Not Cutting It
When Ernie Els scored a decisive victory at the GTE Byron Nelson Classic last month in Irving, Texas, the defending U.S. Open champ seemed to have broken the jinx that had seen him go without a Tour victory since his triumph at Oakmont a year ago. But Els's performance last week at Shinnecock forced a drearier assessment of the South African's state right now. The U.S. Open was his second missed cut in a major championship this year. His rounds at Augusta were 72-75. At Shinnecock, he was 74-73.
"Yesterday I was out of control, and today I didn't play much better," Els said Friday. "I'm just very disappointed. Luckily I'm young enough that there will be more Opens. Maybe I should change my game plan and play tournaments going into the majors."
On Thursday, he hit only eight fairways and seven greens in regulation. "I was just playing tentatively," Els said afterward. "I was trying to steer the ball, and that isn't my game. I like to play loose. I felt a lot more tense on the 1st tee than I ever have before."

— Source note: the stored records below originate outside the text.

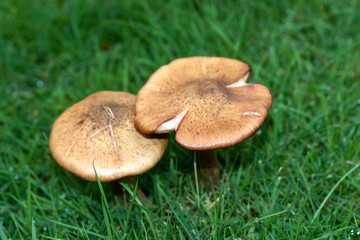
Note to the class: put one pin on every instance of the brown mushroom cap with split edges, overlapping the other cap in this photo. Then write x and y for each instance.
(206, 100)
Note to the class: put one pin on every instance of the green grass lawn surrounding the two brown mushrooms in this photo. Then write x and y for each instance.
(296, 179)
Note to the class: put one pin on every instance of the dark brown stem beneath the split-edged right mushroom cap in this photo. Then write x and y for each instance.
(209, 167)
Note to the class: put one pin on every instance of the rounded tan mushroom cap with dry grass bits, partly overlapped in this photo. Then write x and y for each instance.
(81, 138)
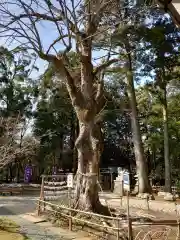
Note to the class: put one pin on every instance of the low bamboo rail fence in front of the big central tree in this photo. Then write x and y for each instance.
(116, 230)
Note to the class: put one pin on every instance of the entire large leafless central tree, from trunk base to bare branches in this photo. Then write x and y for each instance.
(77, 23)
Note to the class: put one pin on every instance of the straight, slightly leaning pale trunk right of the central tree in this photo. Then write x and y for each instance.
(141, 164)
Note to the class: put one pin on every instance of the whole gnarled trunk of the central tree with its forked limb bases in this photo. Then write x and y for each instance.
(87, 96)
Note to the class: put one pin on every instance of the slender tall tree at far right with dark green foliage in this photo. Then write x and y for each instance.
(162, 59)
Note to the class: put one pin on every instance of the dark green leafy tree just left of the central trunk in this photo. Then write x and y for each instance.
(53, 121)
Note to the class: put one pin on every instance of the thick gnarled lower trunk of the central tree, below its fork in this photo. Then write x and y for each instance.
(89, 149)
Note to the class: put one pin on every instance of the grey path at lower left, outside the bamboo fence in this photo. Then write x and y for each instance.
(15, 208)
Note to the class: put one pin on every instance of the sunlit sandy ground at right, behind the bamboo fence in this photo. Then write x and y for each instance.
(154, 220)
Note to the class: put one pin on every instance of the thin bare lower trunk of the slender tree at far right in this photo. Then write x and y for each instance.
(166, 146)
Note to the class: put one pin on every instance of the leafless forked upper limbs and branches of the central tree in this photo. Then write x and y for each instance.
(24, 23)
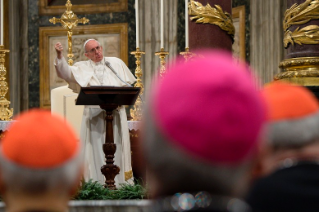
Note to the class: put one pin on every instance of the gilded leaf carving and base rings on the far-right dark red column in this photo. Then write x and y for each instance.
(301, 70)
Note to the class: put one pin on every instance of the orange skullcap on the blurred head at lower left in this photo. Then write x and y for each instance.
(39, 140)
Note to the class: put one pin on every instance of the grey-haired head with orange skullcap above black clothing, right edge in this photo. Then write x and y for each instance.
(293, 123)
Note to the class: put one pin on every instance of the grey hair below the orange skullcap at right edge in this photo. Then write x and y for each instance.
(293, 133)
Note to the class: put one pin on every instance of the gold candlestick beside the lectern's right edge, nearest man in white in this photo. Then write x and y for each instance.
(136, 113)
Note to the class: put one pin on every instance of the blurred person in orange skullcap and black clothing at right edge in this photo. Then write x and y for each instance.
(289, 162)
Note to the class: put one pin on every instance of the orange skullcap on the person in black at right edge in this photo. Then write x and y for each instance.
(289, 101)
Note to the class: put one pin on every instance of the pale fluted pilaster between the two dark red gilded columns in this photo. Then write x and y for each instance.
(266, 43)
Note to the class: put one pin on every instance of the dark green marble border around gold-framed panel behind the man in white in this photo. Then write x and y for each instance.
(35, 21)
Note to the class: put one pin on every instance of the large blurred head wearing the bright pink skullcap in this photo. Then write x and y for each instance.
(202, 127)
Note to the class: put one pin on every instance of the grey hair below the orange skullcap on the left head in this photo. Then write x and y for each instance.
(19, 179)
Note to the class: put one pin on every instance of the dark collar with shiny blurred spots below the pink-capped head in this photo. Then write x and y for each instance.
(200, 201)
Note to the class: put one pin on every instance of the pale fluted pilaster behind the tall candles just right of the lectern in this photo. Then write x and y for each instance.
(149, 28)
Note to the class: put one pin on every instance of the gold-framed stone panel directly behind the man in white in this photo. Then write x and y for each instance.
(113, 37)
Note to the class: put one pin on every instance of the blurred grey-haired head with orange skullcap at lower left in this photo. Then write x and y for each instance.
(40, 163)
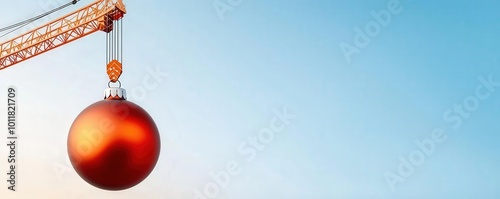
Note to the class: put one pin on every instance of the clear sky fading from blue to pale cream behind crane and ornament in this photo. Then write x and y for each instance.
(227, 76)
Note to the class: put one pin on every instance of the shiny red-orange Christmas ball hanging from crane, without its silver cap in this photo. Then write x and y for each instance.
(113, 144)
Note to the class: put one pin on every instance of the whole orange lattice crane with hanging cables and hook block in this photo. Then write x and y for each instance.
(102, 15)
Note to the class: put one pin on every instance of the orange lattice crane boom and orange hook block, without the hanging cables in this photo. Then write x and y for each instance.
(92, 18)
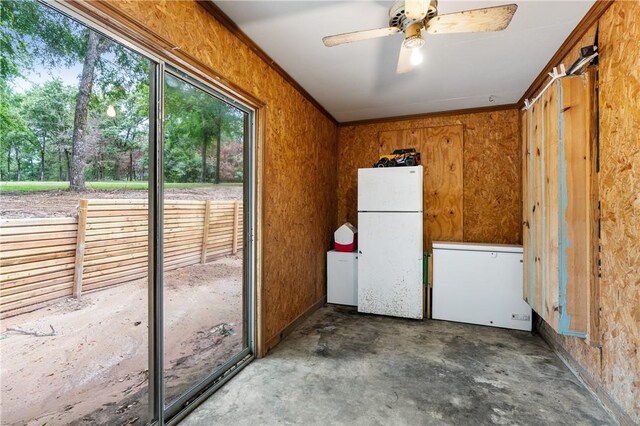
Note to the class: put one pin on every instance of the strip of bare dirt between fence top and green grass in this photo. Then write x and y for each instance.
(16, 205)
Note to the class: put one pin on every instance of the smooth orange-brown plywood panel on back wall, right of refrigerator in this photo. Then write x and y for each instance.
(441, 152)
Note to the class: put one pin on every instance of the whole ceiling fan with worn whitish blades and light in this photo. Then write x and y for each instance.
(412, 16)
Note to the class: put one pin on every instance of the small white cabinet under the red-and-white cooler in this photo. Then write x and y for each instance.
(342, 278)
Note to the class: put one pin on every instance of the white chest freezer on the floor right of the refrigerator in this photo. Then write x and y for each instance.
(479, 284)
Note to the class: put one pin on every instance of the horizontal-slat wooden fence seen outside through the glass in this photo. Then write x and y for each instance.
(45, 259)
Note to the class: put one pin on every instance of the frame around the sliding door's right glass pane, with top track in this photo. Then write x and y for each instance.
(159, 63)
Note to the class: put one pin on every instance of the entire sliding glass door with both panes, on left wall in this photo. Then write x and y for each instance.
(125, 237)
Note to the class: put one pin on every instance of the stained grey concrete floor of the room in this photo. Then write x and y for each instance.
(341, 367)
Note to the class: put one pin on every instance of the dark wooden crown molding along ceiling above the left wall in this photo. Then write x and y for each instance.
(228, 23)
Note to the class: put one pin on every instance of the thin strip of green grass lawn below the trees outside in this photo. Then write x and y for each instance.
(48, 186)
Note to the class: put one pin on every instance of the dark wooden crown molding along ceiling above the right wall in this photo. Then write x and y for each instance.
(592, 16)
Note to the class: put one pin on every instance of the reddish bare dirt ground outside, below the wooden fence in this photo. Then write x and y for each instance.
(93, 370)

On the 17th tee on Friday, Els sat on a bench waiting to tee off and was consoled by his playing partner, Nick Price. "I think Ernie was a little depressed," Price said. "I said to him, 'Hey, it's not going to be the last time you miss a cut in a major championship.' I kept telling him he is 25, he has 20 more U.S. Opens left in him, and he won a tournament five weeks ago, so he can't get depressed. It's not like this is the end of the world. I think that maybe I was able to cheer him up a little bit. I certainly hope so."
Mind If I Play Through?
That blur you may have noticed at Shinnecock Hills on Saturday morning was actually John Daly completing his 18-hole round in a time of two hours and 49 minutes. As one of 15 players tied with the highest score to make the cut, 146, Daly had the dubious honor of teeing off first at 9:06 a.m. And since he was odd man in the field (and when can't you say that about Daly?), he was sent out with a noncompeting marker, Jim Holtgrieve, the 1981 U.S. Mid-Amateur champion from St. Louis, who was working as a volunteer in the Shinnecock locker room.
"I'd have played a little quicker if it was a regular tournament," Daly said afterward. "I didn't rush or anything. I'm glad the USGA put a marker in. It kept me patient."
At The Players Championship in 1992, Daly and Mark Calcavecchia were actually fined by the PGA Tour for playing too fast. They finished in 2:05, and the thinking was that they hadn't given their best effort. Later that year in the British Open at Muirfield, Daly also rushed around in a time that was considered to be disrespectful and inappropriate. Both times he failed to break 80.
But instead of mailing it in at Shinnecock, Daly put up a 74, which was better than the rest of the field averaged that day. Perhaps he felt a sense of obligation. "There's no way I'd get up to see John Daly play at 9 a.m., but there were thousands of people out there," he said. "It's wonderful what the fans do for me."